If they had been granted the 100w license they had tried to apply for, perhaps they may have ended up using that tower to broadcast.
Probably not, actually...WTBU didn't move into COM until 1996, and the last realistic attempt for WTBU to get a license couldn't have been long after WMBR and WUMB hit the airwaves, nearly 20 years previous. Prior to 1996, WTBU was in the Myles Standish Annex (and before that, in the Myles dorm itself, and before that, in a space in the GSU that was long-since demolished to construct the big room on the 2nd floor with the pipe organ). If anything WTBU would've shared an antenna array with WBUR on the LAW Tower (IIRC, WBUR didn't move their primary out to Needham until the late 1980's/early 1990's) or they would've put something small on top of Warren Towers (the three-spired dorm next door...built in the mid-1970's and nearly as tall as the COM tower).
In fact, Warren Towers is no small part of the reason why the COM tower is essentially useless these days. Almost anything on the COM tower has significant "shadowing" to the west because of Warren. The whip about halfway up, I'm told, is an old two-way for police (may not be in use) and there is, or was, a large microwave dish also about halfway up. IIRC, that was WBUR's old STL from the COM studios to Needham, before they moved the studios to 890 Comm Ave. I remember one of my engineer friends at WBUR joking that I could have the dish for free if I could figure out how to get it down (I think it's about 12ft in diameter). :
Why not lease space on the tower for cell phone use... it would MAKE the school money instead of costing it money in especially tight financial times...

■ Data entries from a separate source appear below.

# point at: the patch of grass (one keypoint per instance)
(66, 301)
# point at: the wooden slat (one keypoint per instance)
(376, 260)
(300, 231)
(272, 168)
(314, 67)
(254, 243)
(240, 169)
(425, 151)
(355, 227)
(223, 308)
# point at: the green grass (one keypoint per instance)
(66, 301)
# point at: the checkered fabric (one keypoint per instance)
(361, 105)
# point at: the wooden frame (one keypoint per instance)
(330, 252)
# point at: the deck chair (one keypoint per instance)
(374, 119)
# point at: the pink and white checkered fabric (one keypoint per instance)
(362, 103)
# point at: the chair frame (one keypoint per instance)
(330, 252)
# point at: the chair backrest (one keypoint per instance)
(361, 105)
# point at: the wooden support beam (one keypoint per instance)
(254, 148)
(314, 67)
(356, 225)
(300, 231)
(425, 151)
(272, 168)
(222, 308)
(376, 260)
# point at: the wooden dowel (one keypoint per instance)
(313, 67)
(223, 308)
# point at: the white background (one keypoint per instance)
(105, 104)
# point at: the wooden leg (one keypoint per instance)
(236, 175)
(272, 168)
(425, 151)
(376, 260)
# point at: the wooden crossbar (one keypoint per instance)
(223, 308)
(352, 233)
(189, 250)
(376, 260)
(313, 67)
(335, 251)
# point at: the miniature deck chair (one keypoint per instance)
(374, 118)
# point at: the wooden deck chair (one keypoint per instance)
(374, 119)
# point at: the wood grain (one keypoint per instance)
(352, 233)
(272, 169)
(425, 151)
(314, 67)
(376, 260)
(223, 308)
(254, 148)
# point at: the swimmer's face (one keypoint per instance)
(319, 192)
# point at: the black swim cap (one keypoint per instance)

BU already leases space on some of their buildings to cellphone companies. The caller density in Boston is so high that cellphone sites must be located lower to the ground to
reduce their range, thus allowing for more re-use of the same frequencies in adjacent cells. So a tall tower is actually a bad idea for a wireless site. Plus you can't very well stealth a cellphone site on a tower like you can with a building or church steeple; if you look closely you'll see cell antennas well-hidden on some of the science buildings behind COM on Cummington Avenue.
OK, if that's how he feels about radio, then apparently WBUR is not all that important to him. It's old technology; it's not the asset that it's hyped up to be. Maybe it's time for a break. How about if he lets it go into the hands of the community?
This is no doubt simultaneously both caused by, and a reason why, WBUR has virtually no interaction, connection or reporting to BU's College of Communication - they answer straight to the Board of Trustees. If I remember my history, COM rather pooh-pooh WBUR back in the 1950's and early 1960's when it was almost all students. After the student antiwar riots of the 1960's, BU took away WBUR and made it professional-only in a long and messy process. COM still didn't take WBUR terribly seriously, and by the time it did there wasn't the greatest relationship as both COM and WBUR coveted more space when they were in the same building (640 Comm Ave).
Speaking of which, that "long and messy process" is - IMHO - the main reason why WTBU never had a chance at getting a real license. By the time memories cooled down, the last available frequencies were long gone.